Прошло некоторое время, и не только сам Олекса, но и другие начали замечать, как наливаются силой Олексины руки и как в его запавших глазах появляется живой блеск. А потом, когда он начал самостоятельно водить плоты по неверной Теребле, старые бокораши, смеявшиеся некогда над Олексой в конторе, глядели ему вслед и говорили:
— Дал бог крылья хлопцу!
Грамоты Олекса Куртинец добивался самоучкой. Он много и упорно читал, учился ночами. Когда в фирме дознались, что зачинщиком забастовки бокорашей был не кто иной, как Олекса Куртинец, его уволили.
Друзья помогли устроиться Олексе солекопом в Солотвинских шахтах, а немного погодя — учеником наборщика в типографии, где печаталась коммунистическая газета.
И вот он уже стал одним из сильнейших работников партии. Он был редактором коммунистической газеты, а горные округа избрали его своим депутатом в чехословацкий парламент.
Уважение Горули к Куртинцу передалось и мне.

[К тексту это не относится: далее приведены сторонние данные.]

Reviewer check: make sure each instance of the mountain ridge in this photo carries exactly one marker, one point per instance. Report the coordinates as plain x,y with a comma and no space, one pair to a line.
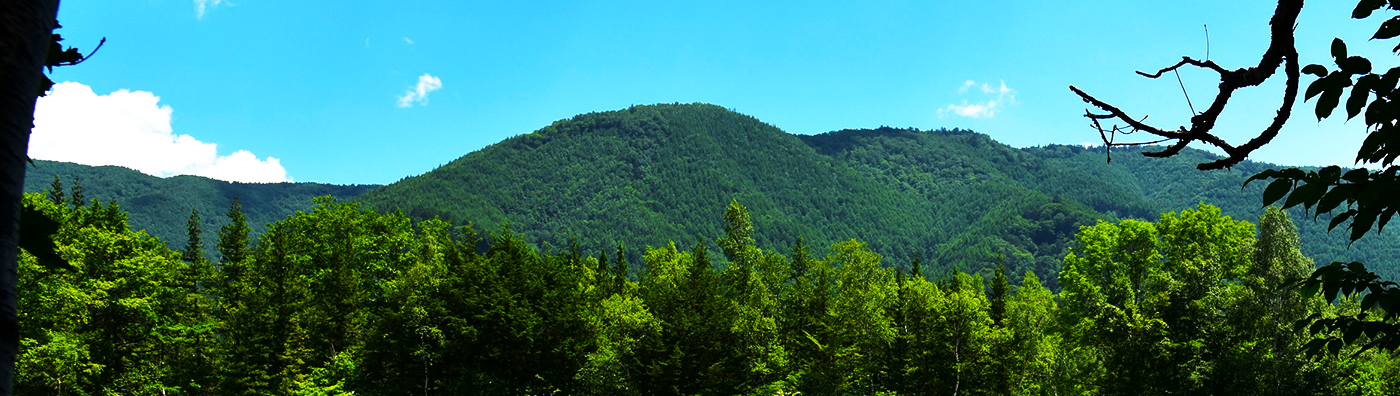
648,175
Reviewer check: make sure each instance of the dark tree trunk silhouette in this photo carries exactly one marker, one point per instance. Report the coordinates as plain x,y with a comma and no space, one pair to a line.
25,28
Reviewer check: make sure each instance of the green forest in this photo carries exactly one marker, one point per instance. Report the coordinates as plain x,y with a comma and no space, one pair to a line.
340,300
653,174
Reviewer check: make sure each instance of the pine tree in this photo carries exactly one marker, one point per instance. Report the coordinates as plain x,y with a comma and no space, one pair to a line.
917,269
56,191
195,245
998,293
620,270
77,192
233,238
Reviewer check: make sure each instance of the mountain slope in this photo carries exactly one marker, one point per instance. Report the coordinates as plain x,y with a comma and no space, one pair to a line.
647,175
161,204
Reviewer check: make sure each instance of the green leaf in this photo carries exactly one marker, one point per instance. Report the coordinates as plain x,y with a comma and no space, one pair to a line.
1365,7
1354,65
1311,288
1351,335
1360,94
1276,191
1330,174
1367,302
1315,70
1361,224
1327,101
37,234
1340,218
1315,87
1388,30
1330,200
1357,175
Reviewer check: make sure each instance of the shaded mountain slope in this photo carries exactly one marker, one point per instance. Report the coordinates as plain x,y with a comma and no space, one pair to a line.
161,204
647,175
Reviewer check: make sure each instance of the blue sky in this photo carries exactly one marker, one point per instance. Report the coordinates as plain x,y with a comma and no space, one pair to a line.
331,90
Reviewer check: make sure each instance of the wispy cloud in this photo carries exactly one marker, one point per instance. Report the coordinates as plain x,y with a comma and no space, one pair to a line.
987,108
133,129
203,4
419,94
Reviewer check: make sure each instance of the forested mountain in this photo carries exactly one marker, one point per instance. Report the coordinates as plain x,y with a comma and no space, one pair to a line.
653,174
161,204
647,175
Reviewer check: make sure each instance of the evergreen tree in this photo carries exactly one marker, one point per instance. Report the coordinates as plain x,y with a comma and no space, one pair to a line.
195,245
917,267
233,237
998,293
77,192
620,270
56,191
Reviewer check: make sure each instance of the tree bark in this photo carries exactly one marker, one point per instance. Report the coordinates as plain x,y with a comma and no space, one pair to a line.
25,28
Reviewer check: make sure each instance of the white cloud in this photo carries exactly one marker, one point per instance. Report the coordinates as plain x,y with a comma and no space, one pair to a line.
132,129
202,4
987,108
419,94
966,84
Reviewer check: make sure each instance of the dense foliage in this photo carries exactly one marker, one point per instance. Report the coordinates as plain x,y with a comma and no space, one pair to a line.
342,300
158,204
954,198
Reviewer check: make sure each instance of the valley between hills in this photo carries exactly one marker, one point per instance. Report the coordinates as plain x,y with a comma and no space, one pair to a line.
648,175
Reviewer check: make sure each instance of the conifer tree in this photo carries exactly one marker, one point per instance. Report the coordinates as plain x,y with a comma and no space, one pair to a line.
620,270
233,238
56,191
917,269
77,192
998,293
195,245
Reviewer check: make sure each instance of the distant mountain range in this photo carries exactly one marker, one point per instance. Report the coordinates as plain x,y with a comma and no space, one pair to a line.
161,206
647,175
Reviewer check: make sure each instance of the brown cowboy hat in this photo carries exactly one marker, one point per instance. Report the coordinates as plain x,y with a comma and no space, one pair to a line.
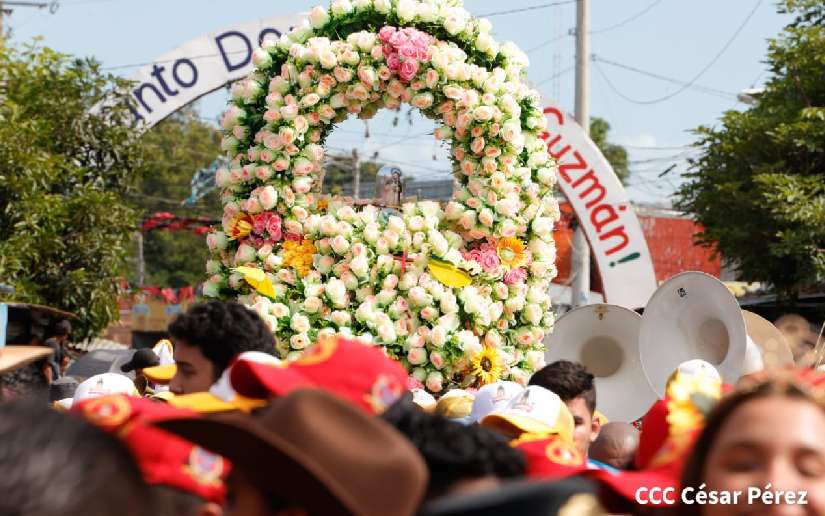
14,357
317,452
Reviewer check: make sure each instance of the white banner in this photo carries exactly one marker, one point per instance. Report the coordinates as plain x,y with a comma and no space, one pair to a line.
198,67
604,211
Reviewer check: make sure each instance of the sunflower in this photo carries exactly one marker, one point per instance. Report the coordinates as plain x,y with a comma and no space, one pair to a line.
487,366
242,225
511,252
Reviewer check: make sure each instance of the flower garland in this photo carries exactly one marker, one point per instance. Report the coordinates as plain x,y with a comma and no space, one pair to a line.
458,294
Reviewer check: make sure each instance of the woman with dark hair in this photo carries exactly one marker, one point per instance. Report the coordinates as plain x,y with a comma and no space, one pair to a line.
761,451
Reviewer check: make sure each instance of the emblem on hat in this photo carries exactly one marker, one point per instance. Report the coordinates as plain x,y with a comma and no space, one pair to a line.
385,391
204,467
107,411
562,453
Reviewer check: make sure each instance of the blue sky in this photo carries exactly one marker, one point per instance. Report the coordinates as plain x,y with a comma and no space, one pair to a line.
671,38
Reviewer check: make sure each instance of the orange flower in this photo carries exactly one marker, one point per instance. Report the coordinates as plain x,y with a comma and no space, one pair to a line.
241,226
511,252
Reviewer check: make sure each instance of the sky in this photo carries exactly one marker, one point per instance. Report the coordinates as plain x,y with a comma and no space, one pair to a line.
724,42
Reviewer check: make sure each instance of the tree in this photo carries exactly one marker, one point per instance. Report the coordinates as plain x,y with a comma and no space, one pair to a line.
616,155
64,170
758,187
175,149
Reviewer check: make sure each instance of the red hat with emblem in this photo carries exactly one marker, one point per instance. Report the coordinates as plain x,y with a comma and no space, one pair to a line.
356,372
163,458
550,457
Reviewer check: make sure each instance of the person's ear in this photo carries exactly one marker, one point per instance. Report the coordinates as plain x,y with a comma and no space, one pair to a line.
210,509
595,427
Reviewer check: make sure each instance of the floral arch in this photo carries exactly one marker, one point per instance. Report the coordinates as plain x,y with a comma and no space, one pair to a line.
457,293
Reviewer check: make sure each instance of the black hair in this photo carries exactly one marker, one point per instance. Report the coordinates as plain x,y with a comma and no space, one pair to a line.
170,501
221,330
452,451
568,380
27,382
56,464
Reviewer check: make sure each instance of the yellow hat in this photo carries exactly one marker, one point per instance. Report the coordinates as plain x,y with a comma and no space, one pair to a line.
536,410
455,404
161,374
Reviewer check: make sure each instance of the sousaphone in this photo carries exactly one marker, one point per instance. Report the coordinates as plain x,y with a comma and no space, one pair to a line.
691,315
604,338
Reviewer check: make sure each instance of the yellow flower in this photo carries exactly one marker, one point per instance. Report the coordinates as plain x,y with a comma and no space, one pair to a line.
298,255
487,366
241,226
511,252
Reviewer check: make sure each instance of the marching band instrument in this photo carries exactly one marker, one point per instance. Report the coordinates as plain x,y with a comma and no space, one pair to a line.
605,338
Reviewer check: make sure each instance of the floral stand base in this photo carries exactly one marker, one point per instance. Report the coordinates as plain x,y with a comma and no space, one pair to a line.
458,293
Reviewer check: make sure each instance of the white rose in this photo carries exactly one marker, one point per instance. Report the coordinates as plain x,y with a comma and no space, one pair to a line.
340,245
406,10
341,318
341,7
359,266
279,310
532,314
299,323
318,16
435,382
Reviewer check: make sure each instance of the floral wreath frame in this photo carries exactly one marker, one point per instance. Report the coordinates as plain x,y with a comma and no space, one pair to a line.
458,294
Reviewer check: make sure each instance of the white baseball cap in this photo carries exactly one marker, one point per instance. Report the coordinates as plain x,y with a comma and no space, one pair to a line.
492,397
535,410
104,385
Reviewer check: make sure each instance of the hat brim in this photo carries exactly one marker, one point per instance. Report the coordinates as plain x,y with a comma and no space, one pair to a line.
262,381
208,403
161,374
263,455
15,357
522,424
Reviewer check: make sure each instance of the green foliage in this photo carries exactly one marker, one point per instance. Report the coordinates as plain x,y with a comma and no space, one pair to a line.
63,171
616,155
759,186
175,149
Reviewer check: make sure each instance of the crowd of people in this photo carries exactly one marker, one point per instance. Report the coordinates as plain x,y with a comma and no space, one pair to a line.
229,429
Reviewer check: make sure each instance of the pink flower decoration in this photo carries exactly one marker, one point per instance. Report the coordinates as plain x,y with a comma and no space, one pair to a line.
407,70
489,261
386,33
515,276
393,61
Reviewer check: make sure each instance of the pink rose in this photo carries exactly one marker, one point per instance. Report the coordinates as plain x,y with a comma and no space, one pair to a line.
386,33
393,61
407,70
398,39
489,261
514,276
408,52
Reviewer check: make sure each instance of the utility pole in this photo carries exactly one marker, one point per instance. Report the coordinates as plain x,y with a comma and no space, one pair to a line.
6,11
356,178
581,249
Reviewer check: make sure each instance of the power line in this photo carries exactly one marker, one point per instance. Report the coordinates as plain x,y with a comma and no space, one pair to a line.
705,89
557,74
525,9
691,82
627,20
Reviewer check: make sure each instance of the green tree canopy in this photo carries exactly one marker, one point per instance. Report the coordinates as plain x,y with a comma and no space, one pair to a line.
616,155
64,170
758,187
176,149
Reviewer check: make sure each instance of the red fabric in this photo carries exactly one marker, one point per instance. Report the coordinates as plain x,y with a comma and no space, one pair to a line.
654,433
361,374
163,458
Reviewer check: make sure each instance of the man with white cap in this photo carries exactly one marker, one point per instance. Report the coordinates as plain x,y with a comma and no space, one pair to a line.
493,397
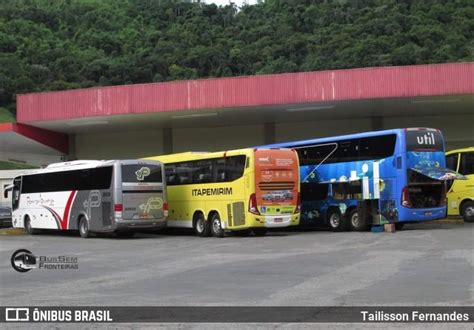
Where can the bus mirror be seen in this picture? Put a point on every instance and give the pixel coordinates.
(399, 162)
(6, 189)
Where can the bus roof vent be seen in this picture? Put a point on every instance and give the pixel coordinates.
(76, 163)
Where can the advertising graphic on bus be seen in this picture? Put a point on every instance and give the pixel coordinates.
(354, 181)
(239, 190)
(461, 192)
(118, 196)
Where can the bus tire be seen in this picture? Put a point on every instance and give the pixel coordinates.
(124, 233)
(201, 226)
(29, 229)
(259, 231)
(83, 226)
(468, 211)
(242, 232)
(355, 223)
(335, 220)
(216, 226)
(399, 225)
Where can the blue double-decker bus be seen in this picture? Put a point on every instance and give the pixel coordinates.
(355, 181)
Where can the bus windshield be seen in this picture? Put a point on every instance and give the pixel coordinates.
(277, 179)
(137, 173)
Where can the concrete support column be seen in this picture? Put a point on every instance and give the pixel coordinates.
(376, 123)
(269, 133)
(72, 148)
(167, 141)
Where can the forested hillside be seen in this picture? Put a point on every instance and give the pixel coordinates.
(63, 44)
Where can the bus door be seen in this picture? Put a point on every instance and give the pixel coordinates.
(276, 174)
(143, 195)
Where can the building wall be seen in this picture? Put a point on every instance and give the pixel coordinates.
(458, 132)
(113, 145)
(217, 138)
(316, 129)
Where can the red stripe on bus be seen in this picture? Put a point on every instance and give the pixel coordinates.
(67, 211)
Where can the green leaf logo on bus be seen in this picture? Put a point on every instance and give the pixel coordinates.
(142, 173)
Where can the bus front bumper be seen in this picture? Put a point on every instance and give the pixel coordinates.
(425, 214)
(278, 221)
(140, 224)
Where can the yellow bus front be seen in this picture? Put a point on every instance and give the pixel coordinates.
(274, 196)
(461, 192)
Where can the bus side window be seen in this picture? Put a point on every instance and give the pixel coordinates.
(184, 173)
(170, 173)
(466, 165)
(452, 162)
(219, 169)
(16, 194)
(234, 167)
(202, 171)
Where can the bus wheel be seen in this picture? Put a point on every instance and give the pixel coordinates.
(399, 225)
(201, 226)
(216, 226)
(355, 222)
(29, 229)
(84, 228)
(468, 211)
(259, 231)
(335, 220)
(124, 233)
(242, 233)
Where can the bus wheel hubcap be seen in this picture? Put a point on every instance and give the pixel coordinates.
(200, 225)
(217, 225)
(355, 220)
(470, 211)
(334, 220)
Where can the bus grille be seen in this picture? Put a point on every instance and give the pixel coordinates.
(283, 185)
(106, 207)
(236, 214)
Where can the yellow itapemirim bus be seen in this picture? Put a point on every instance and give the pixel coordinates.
(461, 193)
(240, 190)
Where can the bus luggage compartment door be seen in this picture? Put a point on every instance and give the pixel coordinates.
(142, 205)
(368, 212)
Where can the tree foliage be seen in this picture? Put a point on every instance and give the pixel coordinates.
(63, 44)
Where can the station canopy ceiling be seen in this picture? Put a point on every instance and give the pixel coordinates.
(421, 90)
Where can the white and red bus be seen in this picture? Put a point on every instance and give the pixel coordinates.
(119, 196)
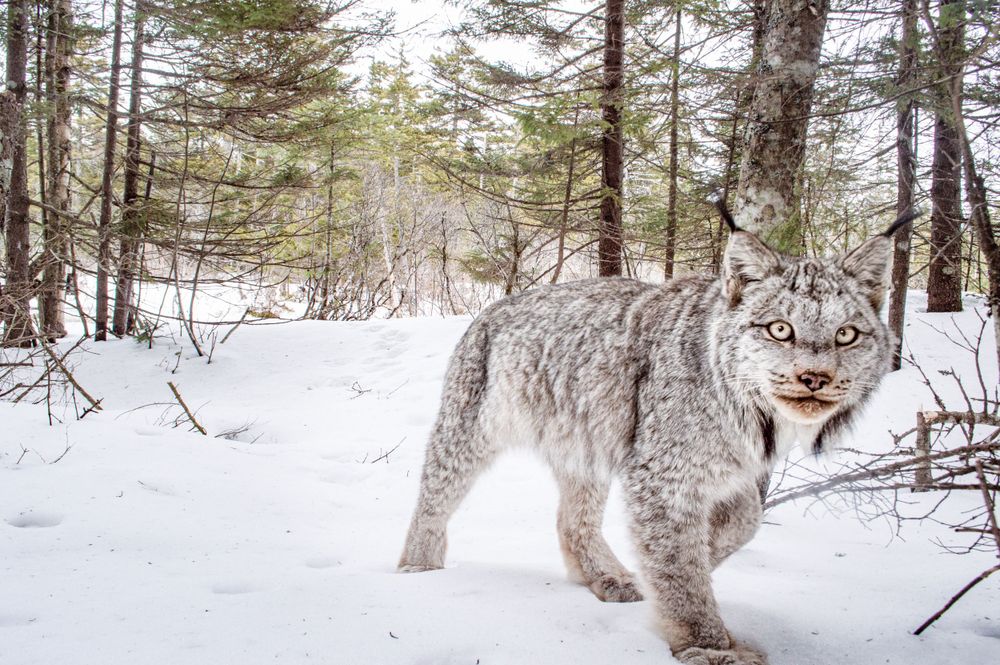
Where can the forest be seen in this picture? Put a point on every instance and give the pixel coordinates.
(240, 239)
(289, 148)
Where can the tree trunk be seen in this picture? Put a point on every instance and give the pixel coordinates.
(905, 178)
(567, 199)
(766, 198)
(609, 244)
(57, 76)
(976, 192)
(671, 241)
(124, 315)
(944, 279)
(104, 224)
(19, 330)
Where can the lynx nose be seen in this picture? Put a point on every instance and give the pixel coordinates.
(815, 380)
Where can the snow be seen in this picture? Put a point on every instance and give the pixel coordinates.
(145, 543)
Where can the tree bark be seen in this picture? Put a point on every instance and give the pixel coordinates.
(131, 228)
(976, 192)
(670, 248)
(19, 330)
(57, 76)
(767, 195)
(609, 244)
(944, 279)
(905, 178)
(104, 224)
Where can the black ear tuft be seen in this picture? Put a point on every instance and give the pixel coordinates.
(902, 221)
(727, 217)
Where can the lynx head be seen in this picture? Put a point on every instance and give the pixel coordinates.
(802, 337)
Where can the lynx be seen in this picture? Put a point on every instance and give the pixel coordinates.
(689, 391)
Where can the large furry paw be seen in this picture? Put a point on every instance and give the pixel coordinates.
(417, 567)
(615, 589)
(739, 655)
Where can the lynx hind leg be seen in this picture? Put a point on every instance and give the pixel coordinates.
(733, 523)
(449, 471)
(457, 452)
(589, 559)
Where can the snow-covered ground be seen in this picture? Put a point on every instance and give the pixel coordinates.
(148, 544)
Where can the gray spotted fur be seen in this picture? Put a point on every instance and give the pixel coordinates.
(674, 388)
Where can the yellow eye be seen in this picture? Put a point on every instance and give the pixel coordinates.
(780, 330)
(846, 335)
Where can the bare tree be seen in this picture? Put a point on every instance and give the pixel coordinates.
(56, 242)
(767, 200)
(944, 279)
(905, 175)
(19, 330)
(124, 314)
(104, 224)
(609, 246)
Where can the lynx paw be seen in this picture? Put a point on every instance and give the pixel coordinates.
(612, 589)
(417, 567)
(735, 656)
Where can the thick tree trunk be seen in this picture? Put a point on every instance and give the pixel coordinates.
(671, 241)
(976, 192)
(124, 315)
(567, 198)
(609, 244)
(57, 75)
(905, 178)
(944, 279)
(104, 224)
(767, 198)
(18, 330)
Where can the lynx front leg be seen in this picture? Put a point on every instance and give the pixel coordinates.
(671, 527)
(588, 557)
(733, 523)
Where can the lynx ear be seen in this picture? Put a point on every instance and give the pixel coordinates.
(869, 263)
(747, 260)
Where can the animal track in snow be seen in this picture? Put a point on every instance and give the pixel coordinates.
(33, 520)
(9, 620)
(320, 562)
(233, 588)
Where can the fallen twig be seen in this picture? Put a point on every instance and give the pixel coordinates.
(180, 400)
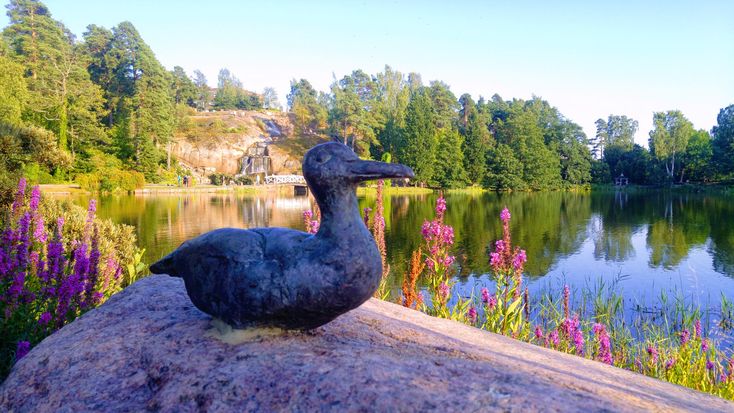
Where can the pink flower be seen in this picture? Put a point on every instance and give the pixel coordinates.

И сейчас от предстоящего знакомства с этим человеком я испытывал волнение.
Горуля и Куртинец остались у колыбы вдвоем.
— Мы вчера не знали, что и думать, — слышал я, как сказал Горуля. — Дожидались тебя, дожидались, как было условлено, а нема человека!
— Пришлось в Сваляве с поезда сойти и товарным добираться, — проговорил Куртинец. — Могли ведь по дороге другого агента ко мне прицепить.
— Трудно становится, — нахмурился Горуля.
— Да, не легко, — согласился Куртинец, — и надо ожидать, что будет еще труднее. Может быть, попытаются добиться запрета партии.
— Руки коротки!
— Руки-то коротки, но пытаться будут! Ведь борьба за дружбу и союз Чехословакии с Советским Союзом, которую мы, коммунисты, возглавили, уж очень не по вкусу Гитлеру и его сторонникам в Чехословакии, а может быть, кое-кому и еще подальше, в Америке, в Англии… даже наверняка так! Они-то, эти заморские демократы, и Гитлера сделали Гитлером. Вот и вся механика!
— Вот поди… — и Горуля выругался. — На бумаге мы легальные, а собираться надо тайно, на полонине.
Куртинец улыбнулся:
— Не беда! Мы ведь от своего не отступим. Надо только добиться, Горуля, чтобы в каждом селе слышалось наше слово. Об этом-то и следует договориться сегодня вечером с товарищами: в каждом селе наше слово правды…
— Соберем, Олекса, — будто успокаивая Куртинца, произнес Горуля, — можешь не сомневаться, люди придут.
Наступило молчание. Был час раннего летнего утра, когда солнца еще не видно, но воздух уже наполнен мягким, спокойным светом. Прохладно, тихо. Ночная темень и туман, отступив вниз, опоясывают луговые вершины гор у самой кромки лесов, и от этого чудится, что полонина с ее распадками и крутыми взгорьями словно остров плывет в бесконечном пространстве. И сердце сжимается от какого-то страха и восторга, до того дивен этот час на карпатских полонинах.
— Как вольно! — после долгого молчания проговорил Куртинец. — И красиво! Глядишь — и не оторвешься.
— Верховино, маты ты наша, — вздохнул Горуля. — Ей бы к такой красоте долю счастливую.